Мастер по одеванию тараканов мелко кланялся в углу. «Хороший костюм, — думал Шоу, — ткань добротная. Поистине, настоящее величие видно только под микроскопом». Он рассматривал насекомых с отвращением и жалостью — видеть таракана в одежде было все равно что ночью обнаружить на потолке в гостиной голого человека. Несомненно, когда-нибудь в Советском Союзе станет возможным и это.

— Через полчаса начнется представление, — сообщил переводчик. — Расстрел царской семьи. Вон тот таракан, видите, — Петр прильнул к стеклу, — тот в мундире — Николашка. И Шурхен с ним рядом, с веером.
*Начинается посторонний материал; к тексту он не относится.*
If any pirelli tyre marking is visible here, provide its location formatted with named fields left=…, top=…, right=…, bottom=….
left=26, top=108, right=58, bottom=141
Расстреливать будут горящими спичками из миниатюрной пушечки.

— Я восхищен мастерством и изобретательностью советских людей, но…

— Как знаете. — Они вышли из шатра в июльскую духоту и шум.

— Петр, где будет выступать Шелестов? Мне очень нужно с ним встретиться.

— Да-да, разумеется. Не беспокойтесь, я вас потом провожу. А сейчас пойдем дальше.

В следующем шатре, Куда они зашли, маленький сухонький мужичок выкладывал на холсте картины из зерна. Мужичка представили художником Николаем Ржаным. Ржаной запускал руку в мешок и резво бросал горсть зерна на полотно, смазанное клеем. За десять минут он изобразил невозможно уродливый, очень похожий портрет Шоу с овсяной бородой и кукурузными глазками. Молча он всучил ему картину и принялся за следующую — кажется, это была обнаженная крестьянка в поле: обернувшись на выходе, Шоу заметил, как Ржаной, высунув от усердия язык, прилаживал к пшеничной груди просяной сосок. Но Петр уже вел его дальше. Подаренный портрет нести было неудобно, выручила сбежавшая откуда-то коза. Подкравшись, она ухватила картину за угол и ускакала, жуя. Шерсть козы отливала розовым, и Шоу с восхищением вспомнил Красный серп.

— Ничего, — сказал Петр. — Я договорюсь, он новый сделает. Но скажите, как вам вот это все?

— Я в восторге, — мрачно ответил Шоу. — Я думаю, вам надо почаще вот это все устраивать. Буквально каждый год, чтобы вот так. И вот именно здесь. Построите фонтаны, павильоны, будете там своих тараканов друг другу демонстрировать. — Он уже страшно устал, сказывались годы, и к тому же он боялся, что снова так и не встретится с Шелестовым — встреча их срывалась уже дважды, скоро уже надо было уезжать, поэтому сегодня или никогда.

— Петр, — решительно сказал он. — Давайте к Шелестову, а потом уже все остальное.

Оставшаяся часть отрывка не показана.